This news flash comes from Café Valet, a prestigious company which makes coffee for hotel rooms, who conducted the first-ever study on U.S. city pretentiousness.   

How did this hotel coffee company measure citywide pretension? By counting the number of independent coffee shops, yoga studios, art galleries and Whole Foods per capita, of course. The higher the concentration of these things, the more pretentious a city was rated. A low concentration of Walmart stores also added to a city's pretentiousness. Also figuring into the mix were Facebook Audience metrics, which determined that high numbers of people interested in philosophy, poetry, Moleskine notebooks, Sting and electric/hybrid cars contributed to a city's pompousness. 

If only Café Valet had added a few extra measures of pretension like marijuana snobbery, quantity of beard barbershops, hand tattoos per citizen, vintage motorcycle ownership rates, and most importantly, the degree to which the city is affected by Smart Car tipping sprees to their metrics, we'd be #1 right now. God damn it, we'd be kings. 

Naturally, San Francisco topped the list at the #1 most pretentious city in all the land. San Jose and San Diego claimed the silver and bronze, proving once and for all that there's nothing more highfalutin than a city with a "San" prefix whose historically Spanish or Latino population was run out by the white man. 

"As the standard-bearers for the 'Regular Joe,' we fear for San Francisco's future. The notion that people are paying $100 for civet coffee to drink while wearing a woolen cap in the summertime is a problematic trend," said Andrew Barnett, who led the analysis for Café Valet, in a statement.

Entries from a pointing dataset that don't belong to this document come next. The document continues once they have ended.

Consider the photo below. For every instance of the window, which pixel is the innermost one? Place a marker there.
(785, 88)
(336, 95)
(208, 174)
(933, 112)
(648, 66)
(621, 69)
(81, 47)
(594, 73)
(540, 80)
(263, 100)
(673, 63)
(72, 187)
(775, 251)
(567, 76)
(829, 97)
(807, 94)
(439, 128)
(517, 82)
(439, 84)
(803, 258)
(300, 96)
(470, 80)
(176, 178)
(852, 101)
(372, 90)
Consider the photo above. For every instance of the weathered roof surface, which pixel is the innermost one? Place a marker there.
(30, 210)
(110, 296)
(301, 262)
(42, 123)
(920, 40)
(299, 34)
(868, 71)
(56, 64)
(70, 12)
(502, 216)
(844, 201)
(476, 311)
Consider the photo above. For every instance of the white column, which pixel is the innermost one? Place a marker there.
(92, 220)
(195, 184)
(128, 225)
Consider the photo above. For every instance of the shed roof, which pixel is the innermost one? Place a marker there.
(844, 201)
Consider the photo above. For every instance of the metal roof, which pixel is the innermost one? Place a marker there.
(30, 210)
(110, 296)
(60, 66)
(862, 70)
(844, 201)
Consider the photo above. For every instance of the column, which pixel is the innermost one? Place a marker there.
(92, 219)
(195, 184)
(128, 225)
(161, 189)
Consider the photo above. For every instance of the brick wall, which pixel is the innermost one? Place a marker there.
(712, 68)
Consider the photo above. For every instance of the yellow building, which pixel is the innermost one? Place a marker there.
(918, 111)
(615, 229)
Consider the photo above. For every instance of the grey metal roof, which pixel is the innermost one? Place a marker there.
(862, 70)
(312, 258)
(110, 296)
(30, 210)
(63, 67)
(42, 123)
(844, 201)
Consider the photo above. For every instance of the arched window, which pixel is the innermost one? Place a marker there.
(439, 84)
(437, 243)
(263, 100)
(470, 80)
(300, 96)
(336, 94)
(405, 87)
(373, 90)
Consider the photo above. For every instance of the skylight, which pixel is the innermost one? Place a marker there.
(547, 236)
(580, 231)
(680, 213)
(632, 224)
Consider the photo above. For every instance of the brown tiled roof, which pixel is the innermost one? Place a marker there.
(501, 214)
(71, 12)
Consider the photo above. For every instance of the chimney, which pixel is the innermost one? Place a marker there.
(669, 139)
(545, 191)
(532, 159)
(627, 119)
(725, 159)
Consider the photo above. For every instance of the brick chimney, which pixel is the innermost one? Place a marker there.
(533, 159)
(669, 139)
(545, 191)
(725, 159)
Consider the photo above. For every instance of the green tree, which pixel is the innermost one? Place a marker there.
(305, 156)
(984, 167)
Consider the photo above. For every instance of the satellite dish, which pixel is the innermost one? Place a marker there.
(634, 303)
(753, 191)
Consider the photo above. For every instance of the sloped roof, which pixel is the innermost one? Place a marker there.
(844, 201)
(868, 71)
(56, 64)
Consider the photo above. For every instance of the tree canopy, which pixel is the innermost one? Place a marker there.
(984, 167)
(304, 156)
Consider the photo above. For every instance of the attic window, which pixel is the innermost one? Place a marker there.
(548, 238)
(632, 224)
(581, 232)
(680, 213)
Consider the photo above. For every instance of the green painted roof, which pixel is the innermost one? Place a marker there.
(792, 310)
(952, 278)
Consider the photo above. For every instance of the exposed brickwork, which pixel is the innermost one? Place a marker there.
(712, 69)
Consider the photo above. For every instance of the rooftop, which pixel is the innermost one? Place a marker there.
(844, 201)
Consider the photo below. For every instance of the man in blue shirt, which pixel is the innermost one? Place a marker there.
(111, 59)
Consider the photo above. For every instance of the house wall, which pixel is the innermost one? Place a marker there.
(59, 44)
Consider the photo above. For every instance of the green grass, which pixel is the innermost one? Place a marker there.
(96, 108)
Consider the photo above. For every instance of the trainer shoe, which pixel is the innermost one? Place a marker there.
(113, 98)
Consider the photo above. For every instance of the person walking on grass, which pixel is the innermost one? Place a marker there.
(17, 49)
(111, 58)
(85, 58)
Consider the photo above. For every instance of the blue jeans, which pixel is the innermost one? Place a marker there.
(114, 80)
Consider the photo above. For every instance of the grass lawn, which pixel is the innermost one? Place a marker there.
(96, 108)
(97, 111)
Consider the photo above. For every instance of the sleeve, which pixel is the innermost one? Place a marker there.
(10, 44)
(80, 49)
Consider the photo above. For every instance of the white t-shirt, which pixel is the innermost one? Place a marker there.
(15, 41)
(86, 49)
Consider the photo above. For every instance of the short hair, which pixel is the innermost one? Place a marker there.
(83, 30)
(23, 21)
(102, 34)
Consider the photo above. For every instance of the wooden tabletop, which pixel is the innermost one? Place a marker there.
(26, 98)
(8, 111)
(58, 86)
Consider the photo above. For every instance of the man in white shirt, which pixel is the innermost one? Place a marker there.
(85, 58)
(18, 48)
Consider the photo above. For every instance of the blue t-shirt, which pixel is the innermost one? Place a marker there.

On the opposite end of the spectrum, Birmingham, Alabama, was America's least-pretentious city, followed by Riverside, California and Detroit. Great, now we know where to go if we want a nice, humble American powdered coffee, seasonally appropriate clothing with many pockets, and a sedentary lifestyle that guarantees the only yoga we do will be corpse pose when we die of diabeetus.